Budget 2026 adopté : ce qui change pour l’entreprise et les salariés

Le budget 2026 confirme une orientation politique claire en matière de recettes publiques, avec une focalisation particulière sur une fiscalité ciblée pour les grandes entreprises. En effet, environ 300 groupes réalisant plus de 1,5 milliard d’euros de chiffre d’affaires seront concernés par une surtaxe exceptionnelle prolongée en 2026. Cette contribution sur les bénéfices, qui avait déjà été instaurée en 2025, est estimée rapporter 7,5 milliards d’euros cette année, contre 8 milliards l’année précédente. Les entreprises de taille intermédiaire sont expressément exclues de ce dispositif, ce qui souligne la volonté de concentrer l’effort fiscal sur les acteurs les plus importants.

Pour les directions des ressources humaines, cette orientation a des implications concrètes : la capacité d’investissement des groupes concernés peut être impactée, influençant ainsi les politiques de recrutement et les enveloppes salariales. La fiscalité devient dès lors un élément structurant du dialogue social, modifiant potentiellement les marges de manœuvre en matière de gestion des ressources humaines. Par ailleurs, la cotisation sur la valeur ajoutée (CVAE) ne connaît pas de réduction cette année, la suppression progressive étant repoussée à 2030. Les taux applicables en 2026 restent identiques à ceux de 2025, maintenant une pression constante sur les coûts fixes des entreprises, ce qui peut peser sur leurs stratégies d’emploi et leur masse salariale.

Les choix fiscaux du budget 2026 influencent directement la gestion des ressources humaines et les stratégies d’investissement des entreprises, tout en maintenant une pression sur leurs coûts fixes.

Le volet social du budget voit également plusieurs mesures phares. La prime d’activité est revalorisée de 50 euros par mois en moyenne, bénéficiant à plus de trois millions de ménages pour un coût estimé à 2 milliards d’euros.
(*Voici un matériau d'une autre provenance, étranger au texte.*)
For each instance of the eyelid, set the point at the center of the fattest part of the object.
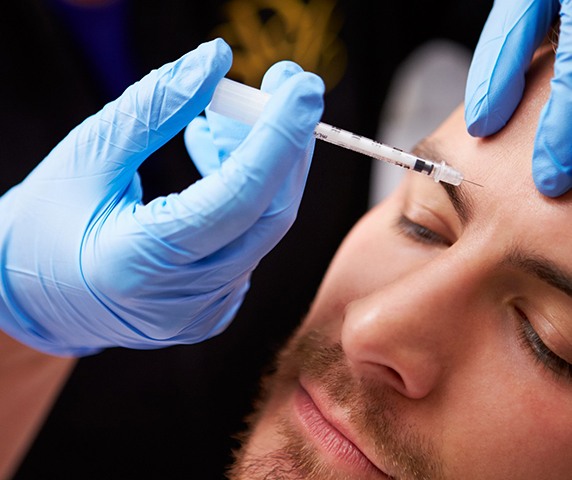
(420, 233)
(536, 346)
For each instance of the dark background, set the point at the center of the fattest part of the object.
(171, 413)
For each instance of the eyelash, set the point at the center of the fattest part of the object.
(528, 337)
(419, 233)
(534, 344)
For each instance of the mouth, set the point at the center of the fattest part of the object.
(332, 438)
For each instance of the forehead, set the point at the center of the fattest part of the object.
(502, 164)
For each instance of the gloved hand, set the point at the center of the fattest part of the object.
(86, 265)
(495, 84)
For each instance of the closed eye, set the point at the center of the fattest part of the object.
(420, 233)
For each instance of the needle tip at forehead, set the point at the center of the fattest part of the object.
(473, 183)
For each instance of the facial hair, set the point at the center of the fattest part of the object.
(370, 410)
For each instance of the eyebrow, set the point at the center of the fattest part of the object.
(460, 198)
(535, 265)
(541, 268)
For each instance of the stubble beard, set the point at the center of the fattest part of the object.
(311, 355)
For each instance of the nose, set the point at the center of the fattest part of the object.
(407, 333)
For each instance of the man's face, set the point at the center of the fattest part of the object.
(439, 343)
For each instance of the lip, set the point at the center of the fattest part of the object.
(332, 438)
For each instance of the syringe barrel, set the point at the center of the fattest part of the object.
(238, 101)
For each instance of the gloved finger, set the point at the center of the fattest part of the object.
(111, 145)
(226, 133)
(201, 147)
(552, 157)
(221, 207)
(495, 82)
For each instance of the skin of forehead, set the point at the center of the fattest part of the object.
(503, 162)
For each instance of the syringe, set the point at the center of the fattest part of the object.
(244, 103)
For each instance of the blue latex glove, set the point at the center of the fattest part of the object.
(86, 265)
(513, 31)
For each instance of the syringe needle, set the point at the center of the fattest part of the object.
(473, 183)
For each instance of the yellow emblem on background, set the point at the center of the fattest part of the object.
(262, 32)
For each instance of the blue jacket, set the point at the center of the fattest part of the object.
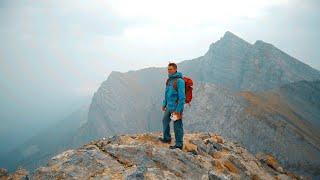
(171, 95)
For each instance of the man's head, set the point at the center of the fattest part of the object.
(172, 68)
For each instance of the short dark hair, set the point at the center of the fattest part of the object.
(173, 65)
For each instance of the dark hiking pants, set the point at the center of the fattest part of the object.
(177, 126)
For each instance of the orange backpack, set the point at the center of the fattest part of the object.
(188, 87)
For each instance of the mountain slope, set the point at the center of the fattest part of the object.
(143, 156)
(130, 102)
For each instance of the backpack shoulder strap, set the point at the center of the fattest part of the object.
(175, 84)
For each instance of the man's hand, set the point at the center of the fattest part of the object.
(178, 114)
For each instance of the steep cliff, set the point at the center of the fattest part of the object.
(143, 156)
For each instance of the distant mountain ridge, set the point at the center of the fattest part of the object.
(253, 93)
(130, 102)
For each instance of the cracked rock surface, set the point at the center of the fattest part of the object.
(143, 156)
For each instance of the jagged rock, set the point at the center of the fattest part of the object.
(19, 174)
(143, 156)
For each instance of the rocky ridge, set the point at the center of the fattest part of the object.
(143, 156)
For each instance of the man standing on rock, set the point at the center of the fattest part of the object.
(172, 105)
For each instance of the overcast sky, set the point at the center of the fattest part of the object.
(53, 51)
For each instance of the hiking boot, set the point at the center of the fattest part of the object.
(174, 147)
(164, 141)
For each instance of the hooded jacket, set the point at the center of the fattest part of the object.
(171, 95)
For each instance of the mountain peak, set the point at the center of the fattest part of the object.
(144, 156)
(231, 36)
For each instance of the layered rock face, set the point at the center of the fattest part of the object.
(254, 94)
(242, 91)
(143, 156)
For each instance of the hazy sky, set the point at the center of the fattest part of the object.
(56, 51)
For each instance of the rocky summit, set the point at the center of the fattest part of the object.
(144, 156)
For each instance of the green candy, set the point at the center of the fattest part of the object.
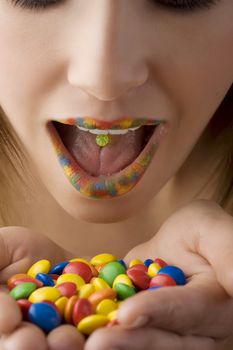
(102, 140)
(124, 291)
(110, 271)
(22, 290)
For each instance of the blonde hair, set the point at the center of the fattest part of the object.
(13, 160)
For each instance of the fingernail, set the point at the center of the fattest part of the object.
(139, 322)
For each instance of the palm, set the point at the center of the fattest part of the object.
(20, 248)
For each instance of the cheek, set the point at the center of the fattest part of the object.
(27, 67)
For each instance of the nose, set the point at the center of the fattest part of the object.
(107, 57)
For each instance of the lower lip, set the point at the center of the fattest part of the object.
(106, 187)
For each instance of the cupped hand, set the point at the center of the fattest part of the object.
(20, 248)
(199, 239)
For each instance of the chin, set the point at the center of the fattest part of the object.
(101, 213)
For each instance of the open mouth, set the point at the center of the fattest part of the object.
(105, 172)
(121, 151)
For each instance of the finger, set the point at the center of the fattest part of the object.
(200, 308)
(26, 337)
(65, 337)
(148, 338)
(10, 315)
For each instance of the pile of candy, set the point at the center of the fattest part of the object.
(86, 293)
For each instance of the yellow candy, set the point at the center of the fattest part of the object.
(119, 303)
(71, 277)
(90, 323)
(135, 262)
(112, 315)
(106, 307)
(122, 278)
(99, 283)
(94, 272)
(45, 293)
(61, 303)
(102, 259)
(153, 269)
(86, 290)
(40, 266)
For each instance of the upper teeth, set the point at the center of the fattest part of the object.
(108, 131)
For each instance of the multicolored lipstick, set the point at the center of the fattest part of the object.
(118, 124)
(115, 185)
Cette hausse vise à renforcer le pouvoir d’achat des salariés modestes et pourrait contribuer à réduire certains mécontentements salariaux tout en améliorant l’attractivité des emplois peu qualifiés. Par ailleurs, le barème de l’impôt sur le revenu est revalorisé de 0,9 %, évitant ainsi un gel qui aurait pu augmenter la pression fiscale sur de nombreux contribuables. La contribution exceptionnelle sur les hauts revenus est maintenue, avec un taux minimal de 20 % applicable dès 250 000 euros annuels, concernent environ 24 000 foyers fiscaux, ce qui limite l’impact pour la majorité des ménages.
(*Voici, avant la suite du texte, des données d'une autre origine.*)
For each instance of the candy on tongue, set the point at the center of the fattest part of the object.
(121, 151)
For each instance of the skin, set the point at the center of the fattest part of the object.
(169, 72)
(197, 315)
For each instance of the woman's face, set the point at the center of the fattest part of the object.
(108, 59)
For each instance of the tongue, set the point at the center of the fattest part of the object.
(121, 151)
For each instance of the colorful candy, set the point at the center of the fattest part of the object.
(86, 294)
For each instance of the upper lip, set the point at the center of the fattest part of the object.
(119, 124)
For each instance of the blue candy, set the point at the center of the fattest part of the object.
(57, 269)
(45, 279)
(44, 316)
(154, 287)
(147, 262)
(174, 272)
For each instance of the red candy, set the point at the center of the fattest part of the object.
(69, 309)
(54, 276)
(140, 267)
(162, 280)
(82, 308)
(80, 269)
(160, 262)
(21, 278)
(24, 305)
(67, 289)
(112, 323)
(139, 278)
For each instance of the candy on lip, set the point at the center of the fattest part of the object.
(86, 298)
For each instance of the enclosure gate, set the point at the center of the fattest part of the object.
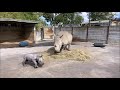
(93, 33)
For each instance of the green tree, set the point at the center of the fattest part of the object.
(25, 16)
(65, 18)
(100, 16)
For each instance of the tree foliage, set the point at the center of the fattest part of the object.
(24, 16)
(64, 18)
(100, 16)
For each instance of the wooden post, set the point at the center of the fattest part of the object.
(72, 31)
(107, 35)
(87, 34)
(42, 33)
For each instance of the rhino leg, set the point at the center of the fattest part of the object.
(68, 47)
(61, 48)
(24, 62)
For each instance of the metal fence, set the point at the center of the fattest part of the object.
(104, 34)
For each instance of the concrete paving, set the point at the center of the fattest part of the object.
(104, 64)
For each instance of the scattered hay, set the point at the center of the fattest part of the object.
(74, 54)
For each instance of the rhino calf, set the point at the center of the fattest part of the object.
(34, 58)
(62, 41)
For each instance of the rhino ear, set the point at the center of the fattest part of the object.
(61, 36)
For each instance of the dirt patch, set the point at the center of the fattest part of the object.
(74, 54)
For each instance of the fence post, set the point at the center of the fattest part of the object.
(87, 34)
(107, 35)
(72, 31)
(42, 33)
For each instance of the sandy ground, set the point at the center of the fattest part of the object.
(104, 64)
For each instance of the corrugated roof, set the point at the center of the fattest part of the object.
(18, 20)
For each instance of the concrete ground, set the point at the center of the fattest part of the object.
(104, 64)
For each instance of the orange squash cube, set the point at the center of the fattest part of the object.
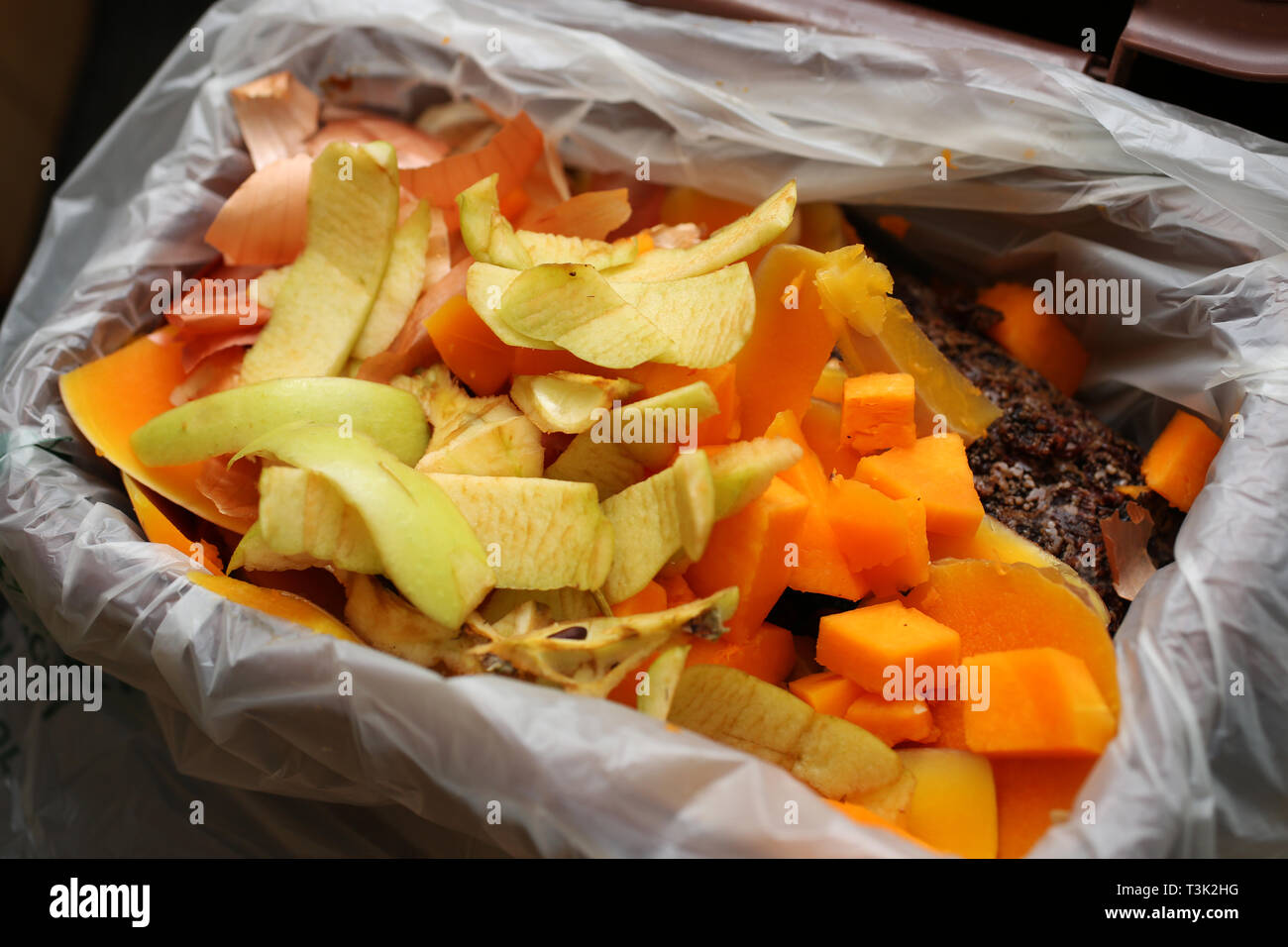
(825, 692)
(1176, 466)
(893, 722)
(877, 411)
(469, 348)
(871, 527)
(953, 805)
(1039, 702)
(1035, 339)
(912, 567)
(863, 643)
(748, 551)
(820, 566)
(768, 654)
(935, 471)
Concernant la mutuelle d’entreprise, le guide RH publié par Mūcho rappelle que cette obligation n’est pas simplement un coût administratif, mais peut devenir un levier stratégique si elle est bien gérée. Cette année, le budget 2026 maintient les allègements de charges sur les bas salaires, équilibrant ainsi la nécessité de sécuriser les négociations sociales et de ne pas alourdir le coût du travail. La politique fiscale et sociale instaurée dans ce budget influence directement la gestion globale des entreprises, notamment en ce qui concerne les stratégies de rémunération, les politiques de bonus et d’intéressement, ainsi que la transmission d’entreprises familiales, particulièrement concernées par le durcissement du pacte Dutreil.